Trainer using Checkpoint makes TPU crash

Kamel · October 15, 2021, 9:21am

Hi,

I am running a Bert from scratch on google cloud, and it is working.
But when I am doing the training using a saved Checkpoint with “model_name_or_path” it makes the TPU crash with SIGKILL error (memory issue I guess).

I don’t understand this behavior, since if I rerun it without the checkpoint it works with no problems.
Running with checkpoint works only if I use just 1 core (num_cores=1) which is not convenient for me (takes a much larger time).

Anyone have an idea to help me?

Thanks

sgugger · October 15, 2021, 12:15pm

You might need more RAM to be able to resume from a checkpoint. The core of the issue is that the optimizer state is loaded on each TPU before being transferred to the XLA device (it can’t be directly loaded on the XLA device sadly) but since you have 8 processes loading it, it’s loaded 8 times on CPU.

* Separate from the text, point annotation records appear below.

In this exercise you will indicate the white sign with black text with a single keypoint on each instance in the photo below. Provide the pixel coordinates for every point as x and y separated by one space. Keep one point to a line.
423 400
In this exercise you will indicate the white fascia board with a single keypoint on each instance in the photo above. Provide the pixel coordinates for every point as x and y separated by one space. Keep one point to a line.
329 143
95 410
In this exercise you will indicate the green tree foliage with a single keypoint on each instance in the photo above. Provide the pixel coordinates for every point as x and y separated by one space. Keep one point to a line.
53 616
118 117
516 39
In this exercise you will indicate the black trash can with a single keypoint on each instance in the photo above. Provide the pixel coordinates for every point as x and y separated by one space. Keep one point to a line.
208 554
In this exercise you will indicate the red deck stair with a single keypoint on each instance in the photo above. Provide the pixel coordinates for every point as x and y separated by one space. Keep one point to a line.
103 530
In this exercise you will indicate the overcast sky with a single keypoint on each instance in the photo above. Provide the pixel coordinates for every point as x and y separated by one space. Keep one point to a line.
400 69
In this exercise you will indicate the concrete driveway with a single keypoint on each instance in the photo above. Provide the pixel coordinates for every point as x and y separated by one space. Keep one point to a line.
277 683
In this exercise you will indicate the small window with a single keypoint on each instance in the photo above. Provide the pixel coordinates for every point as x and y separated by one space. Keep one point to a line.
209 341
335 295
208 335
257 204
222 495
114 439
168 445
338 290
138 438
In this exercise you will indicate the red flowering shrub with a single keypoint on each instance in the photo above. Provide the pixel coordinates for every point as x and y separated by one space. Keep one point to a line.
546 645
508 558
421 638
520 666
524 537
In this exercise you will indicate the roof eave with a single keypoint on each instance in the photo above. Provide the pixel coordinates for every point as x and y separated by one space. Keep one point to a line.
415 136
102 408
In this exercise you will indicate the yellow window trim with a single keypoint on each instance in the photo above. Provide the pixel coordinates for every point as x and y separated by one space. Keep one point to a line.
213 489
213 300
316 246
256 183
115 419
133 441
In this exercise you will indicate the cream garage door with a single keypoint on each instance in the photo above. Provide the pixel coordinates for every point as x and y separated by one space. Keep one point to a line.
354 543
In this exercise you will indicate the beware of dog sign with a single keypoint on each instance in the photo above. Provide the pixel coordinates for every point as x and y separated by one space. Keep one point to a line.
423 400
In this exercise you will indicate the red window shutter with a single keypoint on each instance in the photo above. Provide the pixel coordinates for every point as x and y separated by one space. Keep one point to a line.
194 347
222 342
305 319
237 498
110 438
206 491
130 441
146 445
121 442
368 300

Kamel · October 15, 2021, 1:16pm

Thanks a lot @sgugger. I am not very used to these issues, so I am now on a 30GB memory vm instance, how can I know to how much memory should I upgrade it?

sgugger · October 15, 2021, 1:31pm

It depends on the model you are using. The size of the optimizer state is twice the size of the model if you’re using the default Adam, and this will need to be multiplied by 8.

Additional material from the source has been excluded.